Two hundred twenty children people the centre every day; fifty of them dwell in the four hostels in the compound. Those who come from the city or from the surrounding villages are driven by the three buses belonging to Kiran. Apart from the ‘mini village’, there is an outreach service which works on forty villages which are located too far away for the children to go regularly to the centre. A team of nurses and physiotherapists spend a few days a week in those villages in order to educate the parents and the people so that they all can take care of handicapped children in the most appropriate and considerate manner. Another team of therapists goes once every two months to villages located even further away, to offer the services which are required for handicapped people.

Indeed a great part of the work consists in educating the parents and society. Sangeeta had understood this from the very beginning: it was necessary to help parents to be responsible, it was important to give them hope, trust and confidence so that they would not reject their little one who represents one more mouth to feed and because of whom they felt ashamed.

True that in many a family the situation is dramatic: a widow with eight children, one (or even two) of them being handicapped; an alcoholic father with his two sole children being disabled;  a rejected wife being held responsible for her child’s disease, to name only a few examples of the misery borne by those people who are verily sorely tried.

Society should also accept to give employment to beings having ‘different abilities’ else the whole task of (re-) integration which takes place in Kiran would open on a terrible void. The aim is to integrate the children or the young people in society according to their capabilities, their affinities and talents. In Kiran each one will find out what particularly attracts him, or to which he feels pulled, for what she is gifted, even a calling may be. Shushil, who had been considered as an idiot in the village he lived in, has recovered joy and the respect of himself when he discovered  painting. Shushil is the first producer of bright and harmoniously coloured cards, for that is what he likes: to blend colours according to his mood; he can paint during hours, his head full of sunny colours!

Children having grown up they also might find a job in the centre itself, be it in the administration, in the craft work, in the making of orthopaedic shoes, as a gardener, a baker, a teacher. For some of them with a very deep handicap reintegration is more difficult. What will our young Vinod become, he who has only one arm working? He likes to write. Will he be able to live from his poetry or his prose? In order that they would not live in a fully protected world where everyone suffers from a disability, 30% of Kiran’s children does not present any disability, physical or mental. They all learn to live together and to help each other. It is moving to see those who are less affected pushing the wheel chairs of those who cannot even walk with crutches or giving a hand to the fragile little companion coming down from the bus.

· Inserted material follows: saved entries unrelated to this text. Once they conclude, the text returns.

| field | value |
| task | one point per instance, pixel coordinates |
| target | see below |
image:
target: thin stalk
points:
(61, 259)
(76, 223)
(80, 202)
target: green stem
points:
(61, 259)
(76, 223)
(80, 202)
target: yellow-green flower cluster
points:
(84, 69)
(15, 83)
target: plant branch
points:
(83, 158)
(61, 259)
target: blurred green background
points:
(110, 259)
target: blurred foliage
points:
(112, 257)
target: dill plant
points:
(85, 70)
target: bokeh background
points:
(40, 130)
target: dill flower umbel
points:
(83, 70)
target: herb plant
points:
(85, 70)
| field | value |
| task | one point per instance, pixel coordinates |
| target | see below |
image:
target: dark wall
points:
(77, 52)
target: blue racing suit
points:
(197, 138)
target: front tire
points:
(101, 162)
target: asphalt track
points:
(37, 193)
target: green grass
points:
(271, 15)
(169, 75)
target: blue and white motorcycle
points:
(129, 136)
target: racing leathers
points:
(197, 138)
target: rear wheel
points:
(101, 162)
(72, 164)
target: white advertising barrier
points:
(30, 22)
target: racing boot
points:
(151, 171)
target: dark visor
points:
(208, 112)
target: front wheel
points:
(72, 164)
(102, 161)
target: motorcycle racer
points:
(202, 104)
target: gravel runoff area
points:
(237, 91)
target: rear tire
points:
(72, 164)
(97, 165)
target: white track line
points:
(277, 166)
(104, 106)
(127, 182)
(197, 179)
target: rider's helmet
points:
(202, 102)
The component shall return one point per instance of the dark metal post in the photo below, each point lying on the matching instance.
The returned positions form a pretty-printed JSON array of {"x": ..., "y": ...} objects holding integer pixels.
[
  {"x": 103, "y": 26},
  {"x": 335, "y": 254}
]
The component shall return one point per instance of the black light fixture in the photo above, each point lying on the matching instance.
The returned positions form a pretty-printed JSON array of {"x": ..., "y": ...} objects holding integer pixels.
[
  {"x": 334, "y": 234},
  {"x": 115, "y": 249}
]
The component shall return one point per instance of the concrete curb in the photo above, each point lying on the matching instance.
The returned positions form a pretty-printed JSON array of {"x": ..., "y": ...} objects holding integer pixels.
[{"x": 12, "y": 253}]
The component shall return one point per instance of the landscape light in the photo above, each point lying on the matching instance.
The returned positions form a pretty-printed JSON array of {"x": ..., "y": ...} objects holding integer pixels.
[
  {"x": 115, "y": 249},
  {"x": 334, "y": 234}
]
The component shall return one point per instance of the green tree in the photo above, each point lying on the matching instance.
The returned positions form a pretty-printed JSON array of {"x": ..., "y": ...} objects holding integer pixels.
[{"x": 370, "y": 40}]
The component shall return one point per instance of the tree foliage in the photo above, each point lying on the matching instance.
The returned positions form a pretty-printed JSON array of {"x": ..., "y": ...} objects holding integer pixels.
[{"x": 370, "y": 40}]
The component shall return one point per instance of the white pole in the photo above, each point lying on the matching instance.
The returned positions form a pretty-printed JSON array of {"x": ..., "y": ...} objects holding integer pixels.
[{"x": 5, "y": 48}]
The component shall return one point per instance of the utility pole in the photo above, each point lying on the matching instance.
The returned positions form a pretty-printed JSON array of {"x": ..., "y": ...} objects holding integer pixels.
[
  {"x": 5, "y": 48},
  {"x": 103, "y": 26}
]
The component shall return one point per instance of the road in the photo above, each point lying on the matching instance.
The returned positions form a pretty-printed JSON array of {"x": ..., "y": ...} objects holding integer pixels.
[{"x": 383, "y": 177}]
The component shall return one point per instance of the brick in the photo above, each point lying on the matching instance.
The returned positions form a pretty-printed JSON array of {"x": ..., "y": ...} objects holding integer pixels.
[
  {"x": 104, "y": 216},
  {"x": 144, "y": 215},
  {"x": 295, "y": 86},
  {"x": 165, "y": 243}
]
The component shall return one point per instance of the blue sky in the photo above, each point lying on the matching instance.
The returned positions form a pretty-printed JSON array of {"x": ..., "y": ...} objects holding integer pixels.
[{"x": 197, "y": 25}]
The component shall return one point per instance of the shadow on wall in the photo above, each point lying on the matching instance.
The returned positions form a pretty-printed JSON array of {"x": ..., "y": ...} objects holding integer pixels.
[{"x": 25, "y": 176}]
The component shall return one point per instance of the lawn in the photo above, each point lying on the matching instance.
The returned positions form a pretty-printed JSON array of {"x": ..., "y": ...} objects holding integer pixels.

After a few years spent in Kiran, some of the children will be sent to a government or a public school in the city; but as we can imagine this does not go without difficulties. It is comforting to attend the Kiran Family’s annual function which takes place in the community hall. People will flock to this function, among them many a father or a mother who yesterday had been ashamed of their child and who are proud of him today. Yes, parents are proud of their children who sing and dance on the stage; or may be their child is an actor playing his part in an edifying play, or a speaker for the day.

Many children have found luck and happiness in their own misfortune in receiving the education that their brothers and sisters ‘normally able’ might not have received. Year after year I have seen numbers of those children evolve and blossom, and to witness this gives me a deep joy.

The reason I wanted to describe Kiran Family’s mini village is that it represents for me the miracle of trust, of courage, of faith and of love; a miracle which happens anew everyday. The dream of a fully altruistic, woman who devoted her life to the happiness of the others, has become a reality, a reality which has exceeded her dream.

Kiran: a huge ray of sun light which warms up the heart!